Wenn Viktoria Rebensburg am Wochenende auf der weltberühmten Kandahar startet, ist ihr die Unterstützung ihres Fanclubs sicher. Unzählige Kreuther machen sich auf den  Weg nach Garmisch-Partenkirchen.

Garmisch-Partenkirchen – Wenn die alpinen Weltcup-Fahrerinnen durch die Erdteile tingeln und sich einmal im Jahr die Möglichkeit ergibt, mit kurzer Anfahrt ein Rennen live zu beobachten, dann ist im Oberland Reisefieber angesagt. So auch wieder an diesem Wochenende, wenn Viktoria Rebensburg vom Skiclub Kreuth in Garmisch-Partenkirchen an den Start geht. Aufgrund der Wettervorhersage und den Verschiebungen beim Herren-Weltcup in Kitzbühel, hat sich auch das Programm auf der Kandahar am Freitag nochmals geändert.

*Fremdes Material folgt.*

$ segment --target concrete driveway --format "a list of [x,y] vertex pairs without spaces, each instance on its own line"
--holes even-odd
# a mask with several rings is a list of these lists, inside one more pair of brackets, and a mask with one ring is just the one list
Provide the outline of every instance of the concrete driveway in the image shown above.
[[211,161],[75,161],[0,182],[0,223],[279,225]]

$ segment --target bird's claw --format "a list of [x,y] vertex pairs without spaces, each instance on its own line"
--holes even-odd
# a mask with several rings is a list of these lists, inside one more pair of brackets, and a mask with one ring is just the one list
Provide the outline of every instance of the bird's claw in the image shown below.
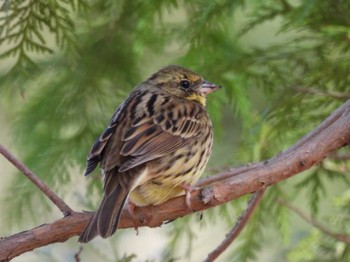
[[186,193],[186,205],[187,205],[188,209],[190,209],[192,212],[194,212],[195,210],[193,210],[192,203],[191,203],[191,193],[194,190],[198,190],[199,187],[192,186],[192,185],[186,184],[186,183],[181,184],[181,187],[185,190],[185,193]]

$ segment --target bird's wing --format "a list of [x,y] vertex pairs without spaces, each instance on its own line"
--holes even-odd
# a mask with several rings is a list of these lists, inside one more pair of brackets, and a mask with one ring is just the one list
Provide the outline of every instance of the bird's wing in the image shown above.
[[[188,144],[204,128],[206,112],[189,103],[154,103],[147,117],[135,119],[125,133],[120,154],[128,158],[120,172],[160,158]],[[154,113],[157,112],[157,113]]]
[[103,157],[103,152],[107,143],[110,141],[111,136],[115,132],[121,118],[121,111],[124,108],[125,102],[123,102],[114,113],[108,127],[105,131],[96,139],[95,143],[91,147],[90,153],[87,157],[87,167],[85,171],[85,176],[89,175],[95,170],[99,162],[101,162]]

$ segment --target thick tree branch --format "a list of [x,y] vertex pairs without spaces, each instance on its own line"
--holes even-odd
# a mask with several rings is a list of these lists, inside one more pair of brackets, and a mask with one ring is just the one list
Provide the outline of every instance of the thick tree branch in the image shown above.
[[[191,208],[205,210],[276,184],[321,162],[329,154],[350,142],[350,100],[338,108],[323,123],[285,152],[270,160],[243,167],[237,174],[230,170],[203,189],[193,190]],[[249,167],[249,166],[248,166]],[[230,176],[231,174],[231,176]],[[205,180],[204,180],[205,181]],[[208,181],[208,180],[206,180]],[[207,184],[200,182],[201,185]],[[134,210],[132,219],[124,210],[120,228],[149,226],[157,227],[165,221],[188,215],[185,196],[167,201],[159,206],[140,207]],[[8,260],[26,251],[55,242],[63,242],[79,235],[87,225],[91,213],[73,212],[52,224],[12,235],[0,241],[0,260]]]
[[289,203],[288,201],[286,201],[283,198],[278,199],[278,203],[280,203],[281,205],[283,205],[283,206],[289,208],[290,210],[292,210],[299,217],[301,217],[304,221],[306,221],[307,223],[313,225],[314,227],[316,227],[318,230],[320,230],[324,234],[326,234],[328,236],[331,236],[331,237],[333,237],[334,239],[336,239],[338,241],[342,241],[342,242],[345,242],[347,244],[350,244],[350,236],[345,235],[345,234],[341,234],[341,233],[333,232],[332,230],[330,230],[329,228],[327,228],[326,226],[321,224],[316,219],[314,219],[311,216],[305,214],[300,208],[297,208],[296,206],[292,205],[291,203]]
[[32,181],[44,193],[44,195],[46,195],[52,201],[52,203],[54,203],[55,206],[61,210],[64,216],[69,215],[73,211],[55,192],[53,192],[43,181],[40,180],[39,177],[37,177],[3,145],[0,145],[0,154],[2,154],[8,161],[17,167],[19,171],[28,177],[29,180]]
[[247,224],[249,218],[253,214],[254,210],[259,205],[266,188],[263,187],[256,191],[253,196],[248,201],[248,207],[244,210],[243,214],[238,218],[235,226],[231,229],[231,231],[226,235],[226,238],[220,243],[220,245],[208,254],[208,257],[204,260],[204,262],[212,262],[217,259],[231,244],[232,242],[239,236],[244,226]]
[[251,163],[245,166],[239,166],[239,167],[232,167],[229,168],[215,176],[209,176],[209,177],[205,177],[203,179],[201,179],[200,181],[198,181],[198,183],[196,184],[197,187],[203,187],[203,186],[207,186],[210,184],[214,184],[215,182],[219,182],[222,180],[225,180],[227,178],[242,174],[244,172],[248,172],[250,170],[253,169],[257,169],[259,167],[262,167],[264,165],[264,162],[260,162],[260,163]]

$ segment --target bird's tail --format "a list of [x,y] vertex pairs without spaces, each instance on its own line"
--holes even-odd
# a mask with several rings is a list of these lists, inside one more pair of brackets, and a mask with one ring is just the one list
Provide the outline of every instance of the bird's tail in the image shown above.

Am Samstag um 10 Uhr wird nun der Super-G gefahren und die Abfahrt am Sonntag um 11.30 Uhr. Rebensburg, dem Zugpferd des Deutschen Skiverbandes, ist dann der Unterstützung ihres Fanclubs gewiss.

Vorsitzende Doris Aumann blickt mittlerweile auf 300 eingetragene Mitglieder. „Im Jahr 2010 nach dem Olympiasieg im Riesenslalom haben wir uns im kleinen Kreis entschlossen, einen Fanclub zu gründen“, berichtet Aumann. „Und zwischenzeitlich haben sich auch deutsche Nordlichter und Österreicher angeschlossen.“ Zum medienwirksamen Equipment des Vereins gehört auch ein großes Transparent, das selbstverständlich an der Kandahar vor der Fan-Tribüne aufgespannt wird. Ob jetzt 100 oder 200 Vicky-Fans ins Werdenfels fahren, weiß Aumann nicht. Erfolgt doch die Anreise nach Garmisch-Partenkirchen nicht in organisierten Bussen, sondern ausnahmslos mit Privat-Pkw.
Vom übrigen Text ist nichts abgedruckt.